第86回

86. <臨界減衰係数、減衰比>

前回減衰を強くしていくと振動が早く収まると書きました、ではどんどん減衰力を高くしていったらどうなるでしょう?

振動の収まり具合を初めから振動しなくなるまでの山の数で表してみましょう。 減衰なしの場合は収まらないので∞ですね。

減衰を上げていくと、100、50、10、5、2、1と、だんだん少なくなっていきます。 もっと上げたらどうなるでしょう?
もう振動しないでだらーんと0に近づいていきます。 もっと上げたらどうでしょう? だらーん具合が伸びていってゆーっくり0に近づいていき収束します。

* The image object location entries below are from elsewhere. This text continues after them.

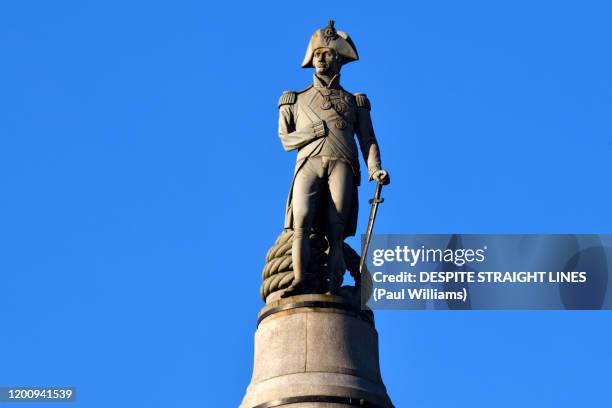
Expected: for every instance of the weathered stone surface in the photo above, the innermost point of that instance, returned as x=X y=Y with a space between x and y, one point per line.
x=330 y=350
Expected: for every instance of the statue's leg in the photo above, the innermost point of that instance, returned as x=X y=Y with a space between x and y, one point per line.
x=340 y=181
x=304 y=200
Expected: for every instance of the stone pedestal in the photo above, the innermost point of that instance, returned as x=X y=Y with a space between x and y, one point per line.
x=315 y=351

もう振動しなくなったら振動を収めるっていうダンパーとしての仕事はできなくなっちゃいます、ですからダンパーとしての最大の減衰力は振動の収束までの山の数が0になる一番小さい減衰力になります。 つまり減衰力を上げていって山の数が減っていき、ついに山がなくなって振動じゃなくなる、その時の減衰力がダンパーとしての最大の減衰力になります。 この時の減衰力を臨界減衰係数っていいます、原子力の臨界と同じように振動の状態から振動しない状態へ状態が変化する減衰力が臨界減衰係数です。
臨界減衰係数は図にある式で計算されます、単位は減衰係数ですから(N/(m/s))です、そして質量とばね定数の関数です。
またここでkgとN/mを掛けるとなんで(Ns/m)だよっていう声がきこえますが、kgは力を重力加速度で割ったもの(kg=N/(m/s2))と置き換えるとなるほどとなると思います。

使っている減衰力がどれくらい強いかを表すのに臨界減衰係数に対する割合を使います、これを減衰比といいます。 たまに減衰係数の比率なので減衰係数比っていう人がいますが間違いです、正しくはシンプルに減衰比です。 まぁ気持ちは分かりますけどね。

臨界減衰係数はCc、減衰比は C/Cc と書くので通ぶった人は「シーバイシーシーをXXにしたらさー」とか言います、そういう人には「それってなんのこと?」って聞いてみましょう。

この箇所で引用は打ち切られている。